Folha de S. Paulo


O que está acontecendo conosco?

Gabo Morales - 6.jan.2011/Folhapress

O Natal e o Ano-Novo rolaram escada abaixo com pneumonias, gripes, plásticas de nariz, cachorros espantados. Foi barra pesada.

Sobrou alguma coisa em matéria de lição de vida? Ainda não deu tempo pra pensar. Só de fazer força para segurar na borda do prato de mingau para não afogar. A Net estará no ar?

Nunca está, acho que passarei a usar lápis e caderninho nesse ano que entra. A casa clama por pequenos consertos, um leve cheiro de mofo no ar, janelas abertas são portas para milhares de pernilongos sedentos. A nova trend é inglesa, Wimbledon, todos de raquete na mão, estalando os insetos no ar, ploct, ploct, churrasco brega.

Queria um ano novo que brilhasse em entendimento de política, economia, empreendedorismo, start-ups, pequenas empresas. Queria expor o peito no "Face" e confessar em quem votei, mas posso ter votado no meu inimigo mais ferrenho e depois...

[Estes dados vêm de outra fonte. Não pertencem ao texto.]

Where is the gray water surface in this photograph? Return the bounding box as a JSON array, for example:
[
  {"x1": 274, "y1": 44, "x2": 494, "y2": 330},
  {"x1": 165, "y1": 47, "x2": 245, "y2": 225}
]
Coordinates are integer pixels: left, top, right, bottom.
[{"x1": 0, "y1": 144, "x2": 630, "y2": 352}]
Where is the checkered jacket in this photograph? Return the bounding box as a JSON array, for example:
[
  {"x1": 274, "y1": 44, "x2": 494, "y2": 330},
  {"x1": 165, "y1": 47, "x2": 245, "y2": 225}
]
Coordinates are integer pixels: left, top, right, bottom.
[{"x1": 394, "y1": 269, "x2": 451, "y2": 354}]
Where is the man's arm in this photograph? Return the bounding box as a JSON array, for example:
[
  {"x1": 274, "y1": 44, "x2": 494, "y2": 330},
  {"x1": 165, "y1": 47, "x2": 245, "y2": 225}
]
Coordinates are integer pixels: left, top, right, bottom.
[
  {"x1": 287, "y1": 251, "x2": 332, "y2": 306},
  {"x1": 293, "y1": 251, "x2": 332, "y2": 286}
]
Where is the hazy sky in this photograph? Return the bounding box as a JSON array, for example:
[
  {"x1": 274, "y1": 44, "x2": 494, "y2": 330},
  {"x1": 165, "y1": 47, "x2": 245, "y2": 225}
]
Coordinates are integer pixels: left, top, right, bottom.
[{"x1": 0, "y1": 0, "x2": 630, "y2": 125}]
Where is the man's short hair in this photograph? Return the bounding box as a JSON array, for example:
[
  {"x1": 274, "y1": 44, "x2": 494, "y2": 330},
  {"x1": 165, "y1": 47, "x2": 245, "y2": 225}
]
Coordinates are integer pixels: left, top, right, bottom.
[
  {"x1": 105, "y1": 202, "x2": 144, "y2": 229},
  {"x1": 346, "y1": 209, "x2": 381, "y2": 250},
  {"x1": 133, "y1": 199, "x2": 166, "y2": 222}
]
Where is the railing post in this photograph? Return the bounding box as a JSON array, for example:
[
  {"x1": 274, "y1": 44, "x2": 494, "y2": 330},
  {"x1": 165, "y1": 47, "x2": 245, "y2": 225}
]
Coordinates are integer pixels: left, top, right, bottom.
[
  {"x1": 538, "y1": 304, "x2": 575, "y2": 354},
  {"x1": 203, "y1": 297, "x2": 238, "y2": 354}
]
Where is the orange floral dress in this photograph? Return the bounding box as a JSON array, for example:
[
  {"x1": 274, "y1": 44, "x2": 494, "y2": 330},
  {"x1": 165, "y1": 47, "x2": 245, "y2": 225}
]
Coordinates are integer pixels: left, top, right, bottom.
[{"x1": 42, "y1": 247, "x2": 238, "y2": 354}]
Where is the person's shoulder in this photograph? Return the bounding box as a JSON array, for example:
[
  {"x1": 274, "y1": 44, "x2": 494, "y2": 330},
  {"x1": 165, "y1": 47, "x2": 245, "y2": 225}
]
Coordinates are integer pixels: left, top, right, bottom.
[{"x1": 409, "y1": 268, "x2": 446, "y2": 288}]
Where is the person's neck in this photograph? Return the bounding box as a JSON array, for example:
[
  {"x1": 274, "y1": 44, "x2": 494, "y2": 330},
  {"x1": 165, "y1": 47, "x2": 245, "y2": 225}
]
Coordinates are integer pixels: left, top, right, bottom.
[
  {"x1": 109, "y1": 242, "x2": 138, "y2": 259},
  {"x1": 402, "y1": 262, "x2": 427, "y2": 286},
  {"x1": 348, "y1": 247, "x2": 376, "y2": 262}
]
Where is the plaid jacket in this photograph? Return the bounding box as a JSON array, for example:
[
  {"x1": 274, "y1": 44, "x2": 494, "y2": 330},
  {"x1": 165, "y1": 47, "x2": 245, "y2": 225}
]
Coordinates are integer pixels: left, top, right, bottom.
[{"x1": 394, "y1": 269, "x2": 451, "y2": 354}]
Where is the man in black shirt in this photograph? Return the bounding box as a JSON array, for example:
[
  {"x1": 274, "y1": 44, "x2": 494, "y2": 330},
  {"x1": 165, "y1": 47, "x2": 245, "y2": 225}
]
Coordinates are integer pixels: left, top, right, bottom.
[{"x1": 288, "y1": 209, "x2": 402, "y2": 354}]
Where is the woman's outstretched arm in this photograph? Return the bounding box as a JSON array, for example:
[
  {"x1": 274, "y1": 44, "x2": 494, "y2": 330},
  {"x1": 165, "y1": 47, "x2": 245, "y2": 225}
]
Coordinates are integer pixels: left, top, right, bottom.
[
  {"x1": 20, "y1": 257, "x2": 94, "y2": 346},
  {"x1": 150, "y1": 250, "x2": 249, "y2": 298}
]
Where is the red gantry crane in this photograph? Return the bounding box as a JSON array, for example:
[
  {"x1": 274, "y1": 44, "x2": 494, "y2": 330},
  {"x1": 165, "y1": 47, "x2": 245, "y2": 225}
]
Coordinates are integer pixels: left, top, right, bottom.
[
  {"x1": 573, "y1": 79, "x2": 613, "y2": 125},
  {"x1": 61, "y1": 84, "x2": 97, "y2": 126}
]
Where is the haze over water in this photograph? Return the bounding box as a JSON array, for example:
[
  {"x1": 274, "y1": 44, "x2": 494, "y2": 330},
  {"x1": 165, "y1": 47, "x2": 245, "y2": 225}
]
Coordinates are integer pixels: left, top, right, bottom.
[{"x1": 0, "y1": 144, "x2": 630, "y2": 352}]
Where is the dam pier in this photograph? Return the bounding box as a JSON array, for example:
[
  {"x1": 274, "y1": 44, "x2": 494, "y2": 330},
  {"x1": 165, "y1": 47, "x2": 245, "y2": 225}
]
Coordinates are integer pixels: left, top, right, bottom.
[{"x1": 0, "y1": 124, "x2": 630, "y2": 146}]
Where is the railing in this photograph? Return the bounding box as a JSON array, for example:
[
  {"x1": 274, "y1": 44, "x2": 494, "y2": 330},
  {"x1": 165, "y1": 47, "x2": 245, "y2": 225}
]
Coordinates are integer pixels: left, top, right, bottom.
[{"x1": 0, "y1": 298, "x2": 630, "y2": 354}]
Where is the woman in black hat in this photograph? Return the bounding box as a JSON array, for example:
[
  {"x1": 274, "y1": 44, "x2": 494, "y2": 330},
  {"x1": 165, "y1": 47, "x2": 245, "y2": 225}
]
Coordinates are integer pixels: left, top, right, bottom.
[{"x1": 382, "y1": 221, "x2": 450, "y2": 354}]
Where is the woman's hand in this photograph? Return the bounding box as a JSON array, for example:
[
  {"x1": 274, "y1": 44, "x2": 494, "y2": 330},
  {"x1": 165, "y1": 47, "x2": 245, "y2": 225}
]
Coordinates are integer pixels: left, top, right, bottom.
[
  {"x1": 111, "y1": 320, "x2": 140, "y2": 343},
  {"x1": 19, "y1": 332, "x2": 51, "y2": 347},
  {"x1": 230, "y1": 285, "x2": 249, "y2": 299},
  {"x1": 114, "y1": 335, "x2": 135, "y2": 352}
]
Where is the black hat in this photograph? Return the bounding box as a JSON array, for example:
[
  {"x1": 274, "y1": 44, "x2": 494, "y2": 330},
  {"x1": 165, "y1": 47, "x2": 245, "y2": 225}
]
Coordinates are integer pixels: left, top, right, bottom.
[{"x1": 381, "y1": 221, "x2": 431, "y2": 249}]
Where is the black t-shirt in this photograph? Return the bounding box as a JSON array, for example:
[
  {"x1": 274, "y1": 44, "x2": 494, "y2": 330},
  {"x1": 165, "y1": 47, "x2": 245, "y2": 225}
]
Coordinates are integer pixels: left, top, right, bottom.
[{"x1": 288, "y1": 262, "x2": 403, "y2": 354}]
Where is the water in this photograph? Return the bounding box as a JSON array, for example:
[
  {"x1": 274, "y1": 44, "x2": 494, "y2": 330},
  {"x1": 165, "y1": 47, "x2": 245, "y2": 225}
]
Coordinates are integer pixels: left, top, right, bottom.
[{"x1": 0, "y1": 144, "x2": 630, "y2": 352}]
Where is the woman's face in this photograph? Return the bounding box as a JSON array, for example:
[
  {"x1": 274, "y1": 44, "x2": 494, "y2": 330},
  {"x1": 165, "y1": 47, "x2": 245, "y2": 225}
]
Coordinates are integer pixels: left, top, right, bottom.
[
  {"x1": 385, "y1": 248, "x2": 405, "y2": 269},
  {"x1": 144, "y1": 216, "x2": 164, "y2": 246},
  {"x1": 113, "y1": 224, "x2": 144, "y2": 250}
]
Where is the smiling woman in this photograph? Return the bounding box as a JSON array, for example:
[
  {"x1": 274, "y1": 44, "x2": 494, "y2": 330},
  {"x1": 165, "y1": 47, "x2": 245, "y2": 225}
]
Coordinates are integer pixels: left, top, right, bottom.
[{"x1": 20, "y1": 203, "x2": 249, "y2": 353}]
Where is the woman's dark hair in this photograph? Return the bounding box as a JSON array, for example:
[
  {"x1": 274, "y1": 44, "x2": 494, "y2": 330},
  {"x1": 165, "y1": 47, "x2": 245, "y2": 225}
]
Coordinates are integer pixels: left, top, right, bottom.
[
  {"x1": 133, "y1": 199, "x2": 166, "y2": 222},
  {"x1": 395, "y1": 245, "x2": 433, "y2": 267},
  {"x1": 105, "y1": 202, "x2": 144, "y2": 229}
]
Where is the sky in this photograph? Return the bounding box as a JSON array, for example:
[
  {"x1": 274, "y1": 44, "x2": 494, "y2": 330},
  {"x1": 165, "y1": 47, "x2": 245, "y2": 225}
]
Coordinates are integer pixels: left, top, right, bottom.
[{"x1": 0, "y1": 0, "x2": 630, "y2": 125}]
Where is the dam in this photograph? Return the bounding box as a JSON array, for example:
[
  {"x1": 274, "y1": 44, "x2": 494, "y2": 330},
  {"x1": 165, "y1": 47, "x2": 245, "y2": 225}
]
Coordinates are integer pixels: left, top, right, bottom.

Cansei de ficar sentada no muro, noutra partida de tênis esperando descobrir qual jornal é de esquerda, qual de direita. E quero entender pedra por pedra do Oriente Médio, minha maior
humilhação. Queria voltar aos tempos de moça, no outro dia mesmo, onde nada quase era vergonhoso. Acudiam-se os pobres, fazíamos sopão, recolhíamos agasalhos, levantávamos do chão o pobre Jacintho, éramos escoteiros e bandeirantes, sinto um vácuo no peito por não ter me dedicado aos menos felizes.

Queria desaprender política, economia, terror. O pouco que sei e que entendo. Não queria ter medo. Todos têm medo, não é engraçado.

Enjoei da imprensa que quando pega um ossinho faz como asas de galinha, chupa, chupa até brilhar em marfim e só consegue sorrir de novo com um tsunami de boas proporções. Eu entendo, traduzi por uns tempos as lutas no Oriente Médio e sentia um aperto no coração quando não se punha fogo numa cidade. Um assunto, um assunto! Depois que escrevi isso os assuntos continuaram em enxurrada infeliz. O que está acontecendo conosco?

Pior do que tudo foi ler o livro da Tati Bernardi que me recomendaram como uma comédia sem fim e chorar, e se reconhecer na mulher ansiosa. Comédia?

De comida andamos até bem demais. Chegou ao cúmulo, passou do limite, alcançou as estrelas. O difícil será em 2017 tirar o salto e vestir de novo as tamancas. O que ajudaremos a
fazer com alegria.

E não posso deixar de agradecer o Jabuti. Fiquei muito feliz. Quero outro.